Gold has gained over 33% of its value in the last 12 months. This was the result of several crucial factors, the most important of which were international tensions, the ongoing war in Ukraine and the situation in the Middle East. These events prompted investors to seek safe harbours for their funds. Also significant was the rise in demand from central banks, which increased their reserves. This primarily concerned China and India, although the National Bank of Poland also made additional purchases of gold. An important factor was the prospect of declining interest rates combined with fears of inflation, which further supported gold as a hedge against inflation in the United States. A weakening dollar also played an important role and was conducive to the rise of gold prices.
After the U.S. elections, the dollar strengthened significantly. Investors believed that Donald Trump would lead an inflationary policy, which might limit the scale of interest rate cuts in the U.S. The dollar was also strengthened by concerns related to potential disruptions in world trade, especially the announcement of tariffs on Chinese products in the U.S. The price of an ounce of gold fell from $2790 on October 31 to below $2500 on November 14. However, gold slowly recoups losses and has again exceeded $2600 per ounce. The current price is $2630 per ounce.
Looking ahead, gold is exposed to increased volatility due to geopolitical events. On the one hand, the war in Ukraine continues, and decisions have been made to use American long-range missiles in Russia. On the other hand, Donald Trump’s future administration is shaping up, and staffing decisions may point to the direction of the new government. Additionally, uncertainty about U.S. interest rates, their probable declines and their scale, affects the gold market. As a result, predicting gold prices in the short term remains difficult.
In the long run, many analysts predict that gold will breach the $3000 per ounce barrier by 2025. Analysts from Goldman Sachs, Citigroup and Bank of America, among others, make such forecasts. However, it is important to remember that such predictions carry significant risks. After a long period of increases, gold might experience another correction, which would push its price below $2500. The key to rising gold prices may be lowering interest rates in the U.S. and around the world, and any disruptions in this cycle pose the greatest risk.
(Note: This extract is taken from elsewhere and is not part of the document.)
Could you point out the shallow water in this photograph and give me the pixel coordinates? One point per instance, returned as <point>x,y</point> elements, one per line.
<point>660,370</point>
The issue of imposing tariffs on Chinese goods can also impact the gold market. Tariffs can intensify inflation in the U.S. and escalate international tensions, typically supporting gold prices. However, trade restrictions may also trigger the opposite effect through potential weakening of the dollar. Ultimately, although tariffs may favor rising gold prices, other factors, such as a strengthening dollar, economic slowdown in the U.S., or reactions of central banks, can counteract these increases.
The gold market remains extraordinarily dynamic and requires investors to carefully monitor both geopolitical events and macroeconomic decisions. In the upcoming months, we can expect continued high volatility.